Malam ini adalah bagian Yu Jum untuk tampil. Seorang juru masak yang sekaligus membuka warung bakmi di Jl. Samas. Kali ini aku sempat menebak berdasarkan data tahun-tahun sebelumnya. Forecasting. Nasi goreng atau Magelangan. Tidak akan di luar antara keduanya. Keyakinan itu tentu sudah berdasar kuat.
Tanpa Ibuk dan seseorang yang aku titipi pesan, malam ini terlewat begitu saja. Gelap. Hanya ada bayangan dari tahun-tahun lalu soal menu malam ini.

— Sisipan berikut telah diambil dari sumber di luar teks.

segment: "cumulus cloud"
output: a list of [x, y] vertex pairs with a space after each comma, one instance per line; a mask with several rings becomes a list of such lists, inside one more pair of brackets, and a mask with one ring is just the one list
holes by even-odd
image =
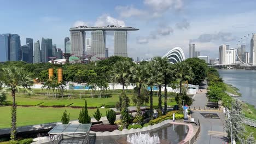
[[79, 26], [88, 26], [88, 22], [83, 21], [76, 21], [73, 25], [73, 27], [77, 27]]
[[146, 16], [147, 13], [146, 11], [134, 8], [132, 5], [117, 6], [115, 10], [119, 13], [120, 16], [123, 17], [141, 17]]
[[136, 43], [147, 44], [148, 43], [148, 38], [143, 37], [138, 37], [136, 38]]
[[186, 19], [184, 19], [182, 20], [181, 21], [176, 23], [175, 26], [176, 26], [177, 28], [180, 29], [188, 29], [188, 28], [189, 28], [190, 26], [190, 24]]
[[125, 23], [122, 20], [118, 20], [107, 14], [103, 14], [97, 19], [94, 25], [95, 26], [106, 26], [107, 25], [125, 26]]
[[197, 39], [190, 40], [191, 42], [199, 41], [201, 43], [208, 43], [215, 40], [222, 40], [229, 42], [237, 39], [237, 37], [230, 32], [219, 32], [217, 33], [205, 33], [201, 34]]
[[144, 4], [152, 8], [156, 16], [171, 8], [181, 9], [183, 6], [183, 0], [144, 0]]
[[158, 28], [158, 33], [161, 35], [169, 35], [171, 33], [173, 32], [173, 29], [169, 26], [161, 27]]

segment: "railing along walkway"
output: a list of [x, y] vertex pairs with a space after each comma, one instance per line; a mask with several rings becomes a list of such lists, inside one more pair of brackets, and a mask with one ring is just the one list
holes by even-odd
[[243, 119], [245, 124], [256, 128], [256, 120], [245, 117]]

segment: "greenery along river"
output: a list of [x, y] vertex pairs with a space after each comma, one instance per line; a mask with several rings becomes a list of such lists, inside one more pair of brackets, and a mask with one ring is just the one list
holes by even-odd
[[224, 82], [237, 88], [242, 94], [238, 98], [256, 106], [256, 71], [219, 70]]

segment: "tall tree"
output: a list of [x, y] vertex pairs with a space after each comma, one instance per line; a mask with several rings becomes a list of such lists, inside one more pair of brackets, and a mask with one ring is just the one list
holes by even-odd
[[138, 88], [138, 95], [137, 97], [137, 114], [135, 121], [137, 123], [141, 123], [142, 115], [141, 111], [141, 90], [142, 88], [147, 88], [148, 87], [148, 79], [146, 66], [144, 65], [136, 64], [132, 67], [132, 79], [133, 85]]
[[179, 62], [174, 64], [175, 77], [179, 82], [179, 94], [182, 93], [182, 82], [192, 80], [194, 73], [191, 68], [185, 62]]
[[167, 57], [155, 57], [154, 58], [156, 63], [158, 64], [158, 70], [161, 71], [164, 76], [164, 81], [162, 83], [165, 86], [165, 107], [164, 110], [164, 115], [167, 112], [167, 86], [170, 82], [171, 79], [172, 77], [172, 70], [170, 66], [171, 63], [169, 62]]
[[114, 64], [110, 72], [112, 81], [121, 83], [124, 92], [125, 85], [129, 82], [131, 67], [129, 61], [118, 61]]
[[33, 85], [33, 80], [30, 75], [21, 67], [11, 66], [3, 68], [2, 74], [1, 83], [10, 89], [13, 97], [10, 139], [11, 140], [15, 140], [17, 134], [16, 126], [17, 107], [15, 101], [15, 94], [19, 91], [20, 88], [22, 88], [28, 93], [31, 92], [30, 86]]

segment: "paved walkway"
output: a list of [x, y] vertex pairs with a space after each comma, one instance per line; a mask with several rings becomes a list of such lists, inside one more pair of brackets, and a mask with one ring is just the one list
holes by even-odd
[[[199, 119], [201, 124], [201, 132], [194, 143], [226, 143], [227, 138], [226, 136], [227, 134], [224, 130], [224, 113], [217, 111], [193, 111], [193, 107], [194, 106], [200, 106], [201, 109], [203, 109], [207, 105], [207, 85], [205, 85], [201, 88], [200, 89], [202, 90], [202, 92], [199, 91], [200, 92], [196, 94], [194, 98], [195, 101], [193, 101], [193, 105], [191, 106], [193, 112], [191, 117], [196, 121]], [[219, 119], [206, 118], [201, 114], [203, 113], [216, 113]]]

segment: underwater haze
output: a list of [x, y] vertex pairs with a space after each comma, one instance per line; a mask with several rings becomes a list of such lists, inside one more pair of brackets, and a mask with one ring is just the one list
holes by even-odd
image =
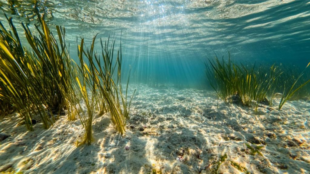
[[[31, 2], [1, 3], [16, 23], [38, 22]], [[39, 8], [49, 25], [65, 27], [75, 60], [77, 37], [89, 43], [97, 33], [103, 40], [115, 33], [119, 46], [122, 33], [123, 72], [130, 65], [131, 82], [203, 87], [208, 83], [204, 63], [214, 53], [226, 59], [229, 51], [236, 62], [302, 69], [310, 59], [307, 1], [47, 1]]]

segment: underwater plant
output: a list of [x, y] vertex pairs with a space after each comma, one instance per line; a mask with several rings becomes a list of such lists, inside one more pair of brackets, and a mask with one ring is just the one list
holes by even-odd
[[246, 66], [232, 62], [228, 53], [227, 61], [220, 61], [216, 54], [213, 61], [205, 63], [206, 74], [211, 87], [219, 98], [226, 103], [235, 103], [251, 106], [259, 104], [268, 105], [266, 98], [281, 73], [272, 65], [268, 73], [262, 73], [255, 65]]
[[[310, 82], [309, 77], [305, 76], [300, 80], [305, 77], [303, 76], [309, 65], [298, 74], [296, 71], [285, 71], [275, 64], [267, 68], [262, 66], [255, 68], [255, 64], [246, 66], [235, 63], [231, 60], [229, 53], [227, 61], [224, 56], [221, 61], [216, 54], [215, 57], [213, 61], [209, 59], [208, 63], [205, 63], [207, 77], [218, 97], [226, 103], [255, 106], [257, 110], [260, 104], [272, 106], [274, 94], [283, 91], [278, 107], [280, 110], [293, 97], [298, 99], [309, 96], [310, 88], [307, 86]], [[291, 87], [288, 90], [288, 86]], [[270, 96], [270, 101], [268, 96]]]
[[[308, 68], [309, 65], [309, 64], [308, 64], [308, 65], [307, 65], [307, 67], [306, 67], [306, 69]], [[286, 82], [286, 83], [284, 84], [283, 87], [283, 94], [281, 97], [281, 100], [280, 100], [280, 102], [279, 104], [279, 107], [278, 108], [278, 110], [281, 109], [282, 108], [282, 107], [283, 106], [283, 105], [288, 100], [289, 100], [291, 97], [293, 96], [294, 94], [295, 94], [297, 91], [298, 91], [300, 89], [306, 86], [308, 83], [310, 82], [310, 78], [309, 78], [308, 80], [307, 80], [305, 82], [303, 81], [303, 82], [301, 83], [301, 84], [299, 84], [298, 85], [297, 84], [297, 82], [299, 82], [299, 80], [303, 76], [303, 75], [304, 75], [304, 72], [306, 70], [306, 69], [304, 70], [303, 72], [299, 74], [299, 75], [296, 78], [296, 79], [293, 81], [293, 82], [292, 83], [290, 83], [290, 84], [292, 84], [291, 85], [290, 85], [291, 87], [288, 91], [286, 91], [286, 85], [287, 83], [289, 83], [289, 82], [287, 81]], [[291, 78], [290, 79], [291, 79], [292, 78]], [[294, 88], [294, 87], [295, 86], [297, 86], [297, 87], [296, 88]]]
[[[45, 22], [44, 15], [41, 16], [36, 5], [35, 9], [41, 27], [35, 25], [38, 35], [33, 35], [28, 26], [21, 23], [30, 51], [22, 46], [12, 18], [6, 15], [12, 31], [0, 22], [0, 107], [3, 111], [0, 114], [17, 112], [27, 128], [33, 130], [33, 115], [39, 115], [47, 128], [55, 121], [51, 114], [59, 115], [67, 109], [69, 120], [75, 119], [76, 114], [78, 116], [86, 132], [82, 142], [90, 144], [94, 112], [110, 112], [117, 129], [123, 133], [135, 91], [127, 101], [130, 76], [123, 91], [121, 43], [113, 60], [115, 40], [109, 45], [109, 37], [104, 46], [100, 39], [101, 59], [94, 49], [96, 35], [90, 48], [85, 46], [82, 39], [78, 45], [80, 67], [70, 57], [64, 28], [56, 26], [56, 39]], [[87, 113], [78, 111], [82, 108], [81, 99]]]

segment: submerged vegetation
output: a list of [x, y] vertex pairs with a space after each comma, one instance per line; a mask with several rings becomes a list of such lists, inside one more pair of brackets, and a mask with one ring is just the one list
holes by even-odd
[[301, 73], [288, 73], [275, 64], [266, 69], [234, 63], [229, 53], [227, 61], [224, 56], [220, 60], [215, 55], [214, 60], [209, 59], [205, 65], [211, 86], [226, 103], [255, 106], [256, 110], [260, 104], [272, 106], [275, 94], [281, 92], [280, 110], [290, 99], [300, 99], [309, 94], [310, 78], [304, 75], [309, 65]]
[[[39, 115], [47, 128], [55, 123], [54, 115], [66, 110], [69, 119], [77, 115], [81, 120], [86, 130], [82, 143], [89, 145], [93, 114], [109, 112], [117, 129], [123, 133], [132, 96], [127, 101], [129, 75], [125, 91], [122, 86], [121, 44], [113, 59], [115, 39], [110, 45], [109, 38], [104, 45], [100, 39], [101, 57], [94, 50], [96, 36], [89, 48], [84, 39], [78, 44], [77, 38], [77, 63], [70, 57], [65, 29], [56, 26], [57, 37], [54, 37], [44, 16], [35, 8], [40, 23], [35, 25], [38, 35], [21, 24], [31, 49], [22, 45], [11, 17], [6, 16], [11, 30], [0, 22], [0, 114], [17, 113], [32, 131], [34, 116]], [[82, 109], [81, 100], [87, 112]]]

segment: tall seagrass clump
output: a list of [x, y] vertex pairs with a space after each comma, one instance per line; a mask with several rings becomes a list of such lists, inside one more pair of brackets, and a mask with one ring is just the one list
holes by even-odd
[[11, 31], [2, 24], [0, 29], [0, 103], [4, 110], [19, 113], [30, 130], [32, 115], [40, 115], [47, 128], [55, 120], [46, 108], [52, 114], [59, 114], [78, 100], [72, 84], [77, 71], [64, 41], [65, 30], [56, 26], [59, 44], [35, 8], [41, 25], [35, 26], [38, 36], [21, 24], [31, 51], [22, 46], [11, 18], [7, 17]]
[[[0, 114], [17, 112], [27, 128], [33, 130], [33, 115], [39, 115], [47, 128], [55, 121], [53, 115], [66, 109], [68, 119], [74, 119], [77, 114], [85, 128], [80, 144], [90, 144], [94, 113], [110, 112], [116, 129], [123, 134], [135, 92], [127, 101], [129, 76], [124, 91], [121, 44], [115, 54], [115, 40], [110, 45], [109, 37], [104, 46], [100, 39], [100, 57], [94, 50], [96, 37], [90, 48], [82, 39], [78, 45], [78, 65], [69, 56], [64, 28], [56, 26], [58, 37], [54, 37], [44, 16], [39, 14], [36, 5], [35, 8], [40, 24], [35, 25], [38, 35], [33, 35], [28, 26], [21, 23], [30, 51], [22, 45], [11, 18], [6, 16], [11, 31], [0, 22]], [[87, 112], [78, 111], [82, 108], [81, 99]]]
[[[109, 37], [107, 43], [106, 42], [104, 46], [100, 39], [101, 58], [94, 50], [96, 36], [97, 35], [94, 37], [89, 48], [84, 46], [83, 38], [80, 44], [78, 44], [81, 65], [79, 69], [82, 75], [81, 78], [77, 77], [76, 79], [87, 110], [87, 115], [84, 113], [82, 115], [79, 115], [86, 130], [84, 139], [80, 144], [87, 143], [90, 144], [93, 139], [91, 125], [94, 109], [98, 111], [100, 114], [109, 112], [117, 130], [121, 134], [123, 134], [125, 132], [126, 120], [129, 118], [129, 109], [135, 93], [127, 103], [129, 76], [124, 94], [121, 83], [121, 45], [113, 62], [115, 40], [113, 40], [112, 44], [109, 46]], [[117, 68], [117, 74], [115, 74]], [[89, 89], [91, 95], [87, 92], [87, 89]]]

Besoknya, rasa penasaranku tidak mau diabaikan begitu saja. Aku cari informasi kena mengena konsumsi semalam. Baso. Bakso kaya wingi. Bakso seperti kemarin. Karena tidak percaya dengan narasumber pertama, aku menanyakannya ke beberapa narasumber lain. Jawaban mereka sama. Menu semalam adalah Bakso Kaila seperti Jumat pekan kemarin.
Sabtu, 29 Maret 2025
Malam ini adalah malam terakhir. Beda dari malam-malam sebelumnya. Tidak ada makan berat kali ini. Cukup snack (makanan ringan) dengan kombinasi arem-arem, tahu bakso, agar-agar hijau dengan santan, dan kuku macan. Sayang, tidak ada dokumentasi untuk menu ini karena saya keburu fokus ngGibik, meratakan pekarangan guna menyongsong hari raya. Fakkk!!
Sekian. Terima kasih telah sampai di sini.